Maximina Velasco repassa em sua casa uma lição de leitura e escrita, dentro do programa de alfabetização que converteu o povoado de Tapalhuaca, em El Salvador, em um município livre do analfabetismo, porque 97% de seus quatro mil habitantes já sabem ler e escrever. Foto: Edgardo Ayala/IPS
Maximina Velasco repassa em sua casa uma lição de leitura e escrita, dentro do programa de alfabetização que converteu o povoado de Tapalhuaca, em El Salvador, em um município livre do analfabetismo, porque 97% de seus quatro mil habitantes já sabem ler e escrever. Foto: Edgardo Ayala/IPS

 

Tapalhuaca, El Salvador, 6/1/2015 – Aos 74 anos, Carmen López é um exemplo de que nunca é tarde para aprender. Ela é uma das 412 pessoas alfabetizadas neste município de El Salvador e não cabe em si de contente pelo que conseguiu. “Ficava triste por não escrever uma carta ou um recibo, mas agora estou feliz porque já posso fazer isso”, disse à IPS esta mulher, durante o ato oficial em que autoridades do Ministério da Educação declararam Tapalhuaca, de quatro mil habitantes, município livre do analfabetismo.

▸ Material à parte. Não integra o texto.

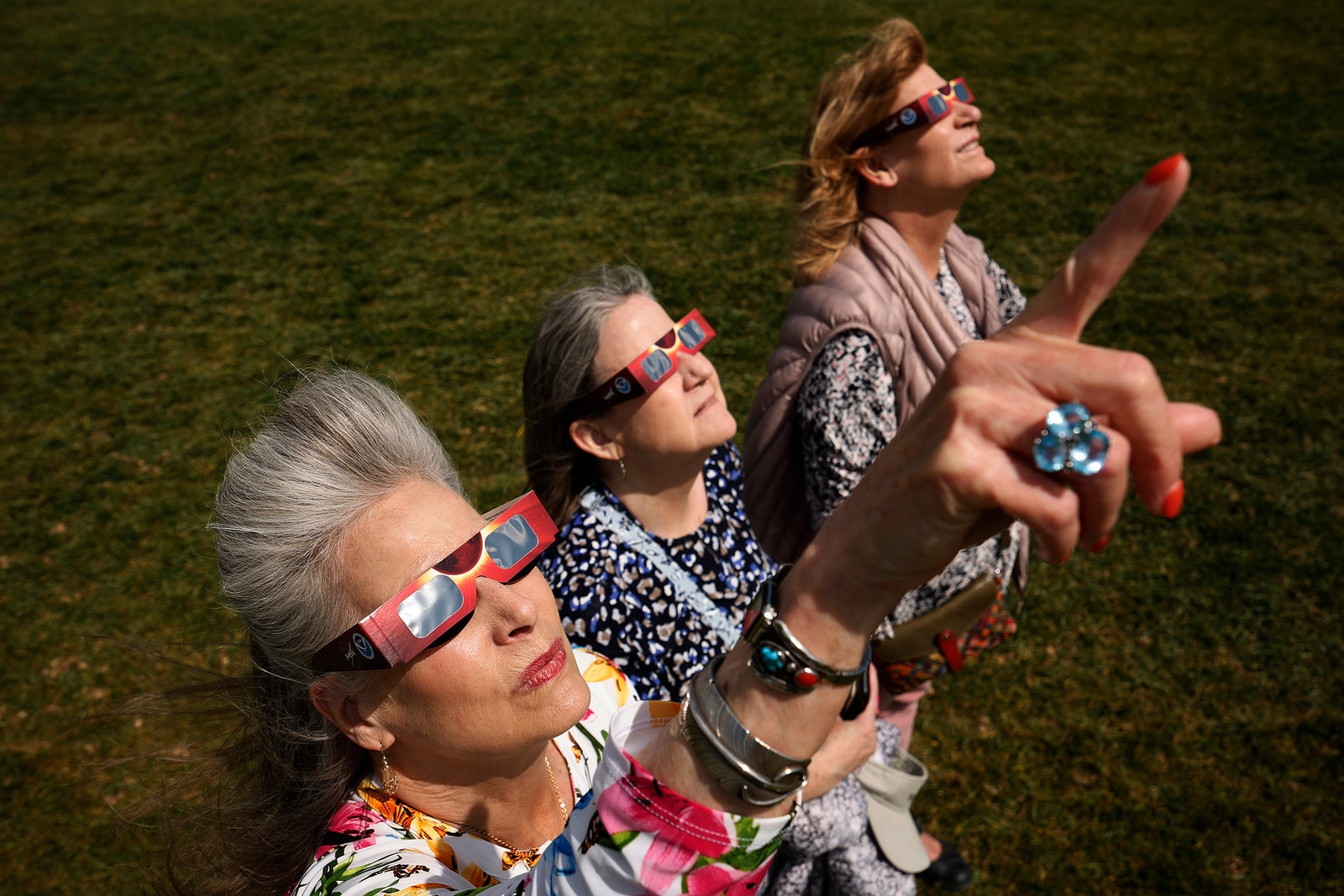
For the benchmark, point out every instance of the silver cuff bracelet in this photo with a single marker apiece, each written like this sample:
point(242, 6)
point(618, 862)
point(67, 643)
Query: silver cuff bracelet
point(777, 658)
point(746, 766)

Essa declaração é concedida quando 96% dos habitantes de uma localidade aprenderam a ler e escrever. No caso deste município, no departamento de La Paz, 97% da população o conseguiu.

Como López, Maximina Velasco, de 61 anos, sente que derrubou o muro da ignorância quando decidiu se matricular nos cursos de alfabetização. “Quando era menina, fui à escola, mas não terminei o primeiro grau porque um professor me batia”, recordou, enquanto, lápis na mão, escrevia aplicadamente vogais e consoantes, durante uma das aulas que recebe em casa, dentro de um sistema onde os cursos misturam aprendizado em grupo e individual.

Velasco teve que reduzir o tempo para aprendizagem porque precisava começar a preparar o almoço de sua família, um aspecto que afeta muitas mulheres adultas que participam do programa.

A alfabetizadora Yanci Cubías, de 16 anos, é uma dos 130 voluntários que ensinam neste povoado, que vive principalmente da agricultura. Ela dedica duas horas diárias, dez na semana, para ajudar na alfabetização de adultos. “No começo foi difícil ganhar a confiança dos que seriam alfabetizados, mas com o tempo tudo correu bem e se converteu em uma experiência inesquecível”, afirmou.

O analfabetismo se enraizou neste país de 6,2 milhões de habitantes devido a muitas décadas de injustiças sociais que privaram de educação a maioria da população, sobretudo no campo, onde trabalhavam como peões em fazendas de café e algodão da oligarquia que despontou no século 19.

“É uma dívida histórica. Há muito tempo uma parte da população tem estado marginalizada do ensino”, apontou à IPS a ativista Maydé Recinos, da Fundação Salvadorenha para a Promoção Social e o Desenvolvimento Econômico (Funsalprodese). Essa organização é uma das que formam o capítulo salvadorenho do Conselho de Educação Popular da América Latina e do Caribe.

Tanto López quanto Velasco, que se dedicam a atender suas famílias e ajudar seus maridos em algumas tarefas do campo, conseguiram superar um obstáculo que continua sendo uma pesada carga para muitas mulheres do país: durante décadas o analfabetismo atingiu mais a população feminina, devido ao machismo reinante.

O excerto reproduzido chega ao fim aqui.